Labor politics and artistry deliver important message to campus
Art imitating life is commonplace, and often the defining quality in good art is that, while life moves on, the imitation depicted, sculpted or drawn remains relevant.
Victor Arnautoff, a Russian painter and art professor working in the Bay Area for more than two decades, represents this defining artistic quality quite well.
According to Professor Emeritus of history Robert Cherny, author of “Victor Arnautoff and the Politics of Art,” Arnautoff grew up in Russia and fought for the losing white army during the Bolshevik revolution. After fleeing his homeland, he made his way to the states and began a lengthy art career. He worked briefly with Diego Rivera in Mexico and eventually helped him with the famous Coit Tower murals before eventually returning to his homeland before his death in 1979.

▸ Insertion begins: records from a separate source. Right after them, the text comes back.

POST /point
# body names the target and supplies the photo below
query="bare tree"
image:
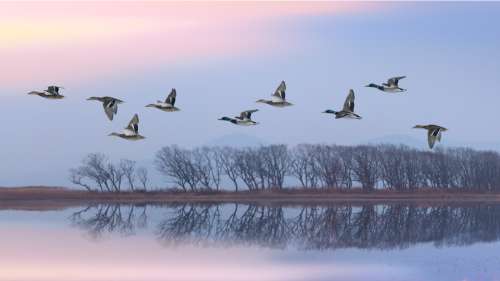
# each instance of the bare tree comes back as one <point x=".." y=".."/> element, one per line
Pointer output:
<point x="128" y="169"/>
<point x="143" y="177"/>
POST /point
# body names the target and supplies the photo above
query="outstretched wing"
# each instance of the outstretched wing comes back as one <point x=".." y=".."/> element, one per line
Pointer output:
<point x="349" y="101"/>
<point x="54" y="90"/>
<point x="108" y="111"/>
<point x="110" y="107"/>
<point x="433" y="135"/>
<point x="281" y="91"/>
<point x="247" y="114"/>
<point x="171" y="97"/>
<point x="133" y="125"/>
<point x="394" y="81"/>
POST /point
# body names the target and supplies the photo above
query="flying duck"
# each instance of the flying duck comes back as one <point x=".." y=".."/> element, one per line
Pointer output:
<point x="433" y="133"/>
<point x="52" y="93"/>
<point x="391" y="86"/>
<point x="131" y="132"/>
<point x="278" y="98"/>
<point x="348" y="110"/>
<point x="168" y="104"/>
<point x="109" y="104"/>
<point x="245" y="118"/>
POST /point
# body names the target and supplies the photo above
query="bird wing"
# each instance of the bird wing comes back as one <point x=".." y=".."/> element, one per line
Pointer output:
<point x="133" y="125"/>
<point x="281" y="91"/>
<point x="171" y="97"/>
<point x="110" y="106"/>
<point x="109" y="111"/>
<point x="432" y="135"/>
<point x="247" y="114"/>
<point x="349" y="102"/>
<point x="394" y="81"/>
<point x="53" y="90"/>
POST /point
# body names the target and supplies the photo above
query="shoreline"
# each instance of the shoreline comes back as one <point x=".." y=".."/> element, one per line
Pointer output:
<point x="46" y="198"/>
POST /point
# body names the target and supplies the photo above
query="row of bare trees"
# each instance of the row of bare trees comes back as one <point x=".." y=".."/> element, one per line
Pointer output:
<point x="372" y="167"/>
<point x="329" y="166"/>
<point x="98" y="173"/>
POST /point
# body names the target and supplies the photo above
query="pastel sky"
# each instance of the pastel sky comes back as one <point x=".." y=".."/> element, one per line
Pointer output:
<point x="222" y="57"/>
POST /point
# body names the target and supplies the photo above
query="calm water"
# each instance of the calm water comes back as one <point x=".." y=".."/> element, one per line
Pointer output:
<point x="248" y="242"/>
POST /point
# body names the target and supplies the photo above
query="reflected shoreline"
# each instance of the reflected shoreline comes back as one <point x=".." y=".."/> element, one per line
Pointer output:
<point x="46" y="198"/>
<point x="306" y="228"/>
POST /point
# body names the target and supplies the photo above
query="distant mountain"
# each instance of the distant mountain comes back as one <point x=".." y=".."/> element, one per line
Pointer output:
<point x="236" y="140"/>
<point x="398" y="139"/>
<point x="422" y="143"/>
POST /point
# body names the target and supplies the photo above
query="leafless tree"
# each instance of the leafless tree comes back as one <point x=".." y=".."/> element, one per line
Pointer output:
<point x="128" y="169"/>
<point x="143" y="177"/>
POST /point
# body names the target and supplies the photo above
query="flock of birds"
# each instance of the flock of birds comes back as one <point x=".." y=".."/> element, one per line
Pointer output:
<point x="131" y="132"/>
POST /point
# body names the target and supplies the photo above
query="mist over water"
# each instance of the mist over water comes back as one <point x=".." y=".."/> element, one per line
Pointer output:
<point x="252" y="242"/>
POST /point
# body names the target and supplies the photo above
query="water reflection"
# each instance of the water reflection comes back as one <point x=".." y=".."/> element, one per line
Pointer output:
<point x="306" y="228"/>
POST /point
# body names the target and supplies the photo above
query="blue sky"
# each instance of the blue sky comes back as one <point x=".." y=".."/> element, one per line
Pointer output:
<point x="449" y="51"/>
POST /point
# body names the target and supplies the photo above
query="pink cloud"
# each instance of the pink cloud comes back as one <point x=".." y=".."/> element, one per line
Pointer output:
<point x="44" y="42"/>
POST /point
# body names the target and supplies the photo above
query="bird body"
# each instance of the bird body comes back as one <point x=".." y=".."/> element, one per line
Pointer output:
<point x="131" y="132"/>
<point x="392" y="85"/>
<point x="52" y="93"/>
<point x="245" y="118"/>
<point x="109" y="104"/>
<point x="434" y="133"/>
<point x="168" y="105"/>
<point x="278" y="99"/>
<point x="348" y="109"/>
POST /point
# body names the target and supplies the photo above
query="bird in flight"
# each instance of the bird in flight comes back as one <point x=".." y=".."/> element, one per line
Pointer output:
<point x="348" y="109"/>
<point x="131" y="132"/>
<point x="52" y="93"/>
<point x="168" y="105"/>
<point x="245" y="118"/>
<point x="278" y="98"/>
<point x="433" y="133"/>
<point x="109" y="104"/>
<point x="392" y="85"/>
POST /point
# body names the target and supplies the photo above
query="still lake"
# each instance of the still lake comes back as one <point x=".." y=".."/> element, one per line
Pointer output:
<point x="252" y="242"/>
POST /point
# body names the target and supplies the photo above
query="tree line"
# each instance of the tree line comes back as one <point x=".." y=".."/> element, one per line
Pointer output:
<point x="309" y="166"/>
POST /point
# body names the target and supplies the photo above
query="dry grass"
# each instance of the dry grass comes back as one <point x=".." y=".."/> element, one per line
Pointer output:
<point x="45" y="198"/>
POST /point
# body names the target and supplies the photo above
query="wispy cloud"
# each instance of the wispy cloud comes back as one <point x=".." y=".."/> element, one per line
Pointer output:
<point x="67" y="42"/>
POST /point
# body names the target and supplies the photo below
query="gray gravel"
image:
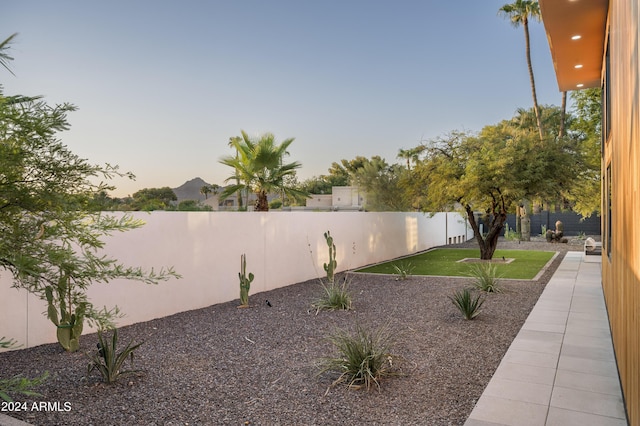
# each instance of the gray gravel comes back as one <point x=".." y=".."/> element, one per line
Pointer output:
<point x="227" y="366"/>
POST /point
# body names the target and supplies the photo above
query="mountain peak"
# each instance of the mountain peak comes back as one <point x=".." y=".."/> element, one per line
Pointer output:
<point x="190" y="190"/>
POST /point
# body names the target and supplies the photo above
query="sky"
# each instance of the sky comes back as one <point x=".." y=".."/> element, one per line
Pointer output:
<point x="162" y="85"/>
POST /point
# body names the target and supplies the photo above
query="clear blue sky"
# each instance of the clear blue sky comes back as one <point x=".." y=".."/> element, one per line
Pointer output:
<point x="162" y="85"/>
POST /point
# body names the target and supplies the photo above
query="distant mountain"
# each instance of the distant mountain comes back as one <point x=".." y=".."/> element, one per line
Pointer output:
<point x="190" y="190"/>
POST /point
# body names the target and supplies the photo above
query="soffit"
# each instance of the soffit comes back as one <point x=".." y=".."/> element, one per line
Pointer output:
<point x="564" y="19"/>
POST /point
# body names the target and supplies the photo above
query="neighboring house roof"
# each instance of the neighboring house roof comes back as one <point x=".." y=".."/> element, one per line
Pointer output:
<point x="577" y="61"/>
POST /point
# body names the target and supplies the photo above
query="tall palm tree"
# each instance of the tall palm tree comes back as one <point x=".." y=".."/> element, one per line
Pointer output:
<point x="4" y="57"/>
<point x="232" y="141"/>
<point x="563" y="114"/>
<point x="259" y="168"/>
<point x="519" y="13"/>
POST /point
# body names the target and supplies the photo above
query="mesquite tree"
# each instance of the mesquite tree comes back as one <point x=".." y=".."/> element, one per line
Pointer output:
<point x="51" y="239"/>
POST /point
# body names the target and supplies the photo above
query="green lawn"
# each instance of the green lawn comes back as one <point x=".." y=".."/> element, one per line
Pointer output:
<point x="444" y="262"/>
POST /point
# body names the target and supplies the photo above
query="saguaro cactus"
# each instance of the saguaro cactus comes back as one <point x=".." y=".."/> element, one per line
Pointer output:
<point x="245" y="281"/>
<point x="330" y="268"/>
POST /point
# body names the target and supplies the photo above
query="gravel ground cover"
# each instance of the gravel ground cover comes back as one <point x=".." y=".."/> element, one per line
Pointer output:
<point x="222" y="365"/>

Throughout his life, Arnautoff progressively swung more towards leftist politics. Although Russia’s white army was staunchly against the communist uprising of the time, Arnautoff progressively moved left politically as he worked with Rivera and watched the worker’s strikes of the ‘30s.
Catherine Powell, director of the labor archives and research center, noted his prominent and frequent depictions of working class people.

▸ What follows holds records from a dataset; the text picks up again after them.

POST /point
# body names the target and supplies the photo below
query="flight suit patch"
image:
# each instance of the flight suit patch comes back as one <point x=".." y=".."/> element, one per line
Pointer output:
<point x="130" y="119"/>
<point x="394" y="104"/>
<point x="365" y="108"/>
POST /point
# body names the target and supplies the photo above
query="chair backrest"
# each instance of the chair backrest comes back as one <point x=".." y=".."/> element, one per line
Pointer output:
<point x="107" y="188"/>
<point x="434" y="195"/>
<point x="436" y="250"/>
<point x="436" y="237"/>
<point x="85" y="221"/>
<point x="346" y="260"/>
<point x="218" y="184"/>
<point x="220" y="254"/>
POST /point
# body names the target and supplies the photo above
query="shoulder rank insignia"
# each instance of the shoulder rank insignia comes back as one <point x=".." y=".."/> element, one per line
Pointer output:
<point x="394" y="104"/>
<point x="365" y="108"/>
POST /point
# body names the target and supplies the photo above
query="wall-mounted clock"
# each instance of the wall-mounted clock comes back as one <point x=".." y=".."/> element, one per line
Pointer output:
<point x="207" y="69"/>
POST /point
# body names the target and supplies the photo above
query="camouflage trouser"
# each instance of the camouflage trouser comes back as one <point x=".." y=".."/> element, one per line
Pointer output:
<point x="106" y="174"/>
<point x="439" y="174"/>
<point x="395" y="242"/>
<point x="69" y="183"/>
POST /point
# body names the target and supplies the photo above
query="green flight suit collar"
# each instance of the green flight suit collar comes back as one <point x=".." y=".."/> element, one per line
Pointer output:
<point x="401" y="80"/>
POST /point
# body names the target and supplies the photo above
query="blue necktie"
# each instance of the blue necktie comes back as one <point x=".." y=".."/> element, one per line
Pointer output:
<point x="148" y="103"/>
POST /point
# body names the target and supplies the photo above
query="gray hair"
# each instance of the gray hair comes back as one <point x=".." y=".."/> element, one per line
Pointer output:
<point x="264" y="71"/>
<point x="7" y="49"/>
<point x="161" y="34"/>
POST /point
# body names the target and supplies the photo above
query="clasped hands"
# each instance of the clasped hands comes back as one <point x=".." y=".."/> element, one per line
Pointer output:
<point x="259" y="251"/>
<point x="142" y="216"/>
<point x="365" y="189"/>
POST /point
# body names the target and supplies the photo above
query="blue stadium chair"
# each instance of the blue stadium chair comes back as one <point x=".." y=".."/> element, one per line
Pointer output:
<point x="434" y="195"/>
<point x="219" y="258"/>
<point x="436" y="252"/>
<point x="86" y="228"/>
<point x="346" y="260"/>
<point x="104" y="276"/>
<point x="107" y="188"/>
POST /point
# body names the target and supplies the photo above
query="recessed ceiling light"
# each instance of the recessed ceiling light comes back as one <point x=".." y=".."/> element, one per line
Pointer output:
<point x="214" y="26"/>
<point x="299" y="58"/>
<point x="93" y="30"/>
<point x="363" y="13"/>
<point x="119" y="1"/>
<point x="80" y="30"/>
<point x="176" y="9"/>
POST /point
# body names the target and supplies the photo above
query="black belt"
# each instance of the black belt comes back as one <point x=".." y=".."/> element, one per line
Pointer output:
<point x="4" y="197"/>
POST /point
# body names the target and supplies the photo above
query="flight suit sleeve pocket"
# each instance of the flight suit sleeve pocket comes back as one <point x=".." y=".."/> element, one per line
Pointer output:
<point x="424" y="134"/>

“Arnautoff definitely did an enormous amount of research, talked to the local people,” she said. “He included working class people in his murals – the Richmond mural is a perfect example of that.”
Powell mentioned the murals of San Francisco’s own George Washington High School as another example of Arnautoff’s depiction of the working class.
“He did these incredible murals, and they tell the story of George Washington … Washington isn’t in the center, he’s to the side. Who’s in the center? It’s the slaves,” she said. “He has slaves, which nobody talks about in the ‘30s.”
The mural depicts the Founding Fathers pointing West with a notable artistic difference: It features explorers moving West, but they’re doing so over the body of a dead Indigenous person. “I’m surprised that nobody objected to that at the time because, again, it was the idea that this was empty land that they just moved into, rather than this was built on the genocide of a people,” Powell said.
Cherny also spoke about Arnautoff’s repeated depiction of the working class. “I think he was always interested in telling a human story in his work … In a number of his works on paper as you’ll see there, he depicts working people. That’s clearly a choice of his.”
The honest commentary of both American politics and American history is a driving factor in the gallery exhibition. “There’s one print there [in the exhibition] of Harriet Tubman … My guess is that that work was done in the late 1940s, which is a time that the modern civil rights movement … was only in its preliminary stages.”
Cherny elaborated to say, “The Communist party, which Arnautoff had joined before that, had always focused a certain amount of its attention on the issues facing African Americans, a disadvantaged and often oppressed people within the United States.”
The narrative of equity was a focus of Arnautoff’s in a number of works, including his portrait of Harriet Tubman, according to Cherny. “By doing his print of Harriet Tubman, Arnautoff was drawing upon history and was announcing that, ‘Here is a really important figure from American history that has often been overlooked, but I’m not going to overlook her…’”
Tim James, a San Francisco resident and former book binder, visited the exhibit early last week and was notably struck by the working class representation. He had been to the Coit Tower and was familiar with Arnautoff’s work. “This period of political socialist new deal art is some of my favorite.”
James, self-described as “college educated but working class,” owned and operated Taurus Bookbindery for many years before eventually shutting down. As he put it, the closure was due to a lack of employee housing rather than a lack of business.
Arnautoff’s depiction of the working class speaks to James, both personally and politically. His work is steeped in current affairs commentary. Although these events are long passed, for James, Cherny, Powell and other fans, that is part of what makes Arnautoff relevant until today. While the characters may change, the themes don’t.
“This is what Trump talks about but not what Trump is,” James said. “Today, a lot of people talk about the working class, on both sides, but rarely interact with them beyond a handshake after a forty minute speech.”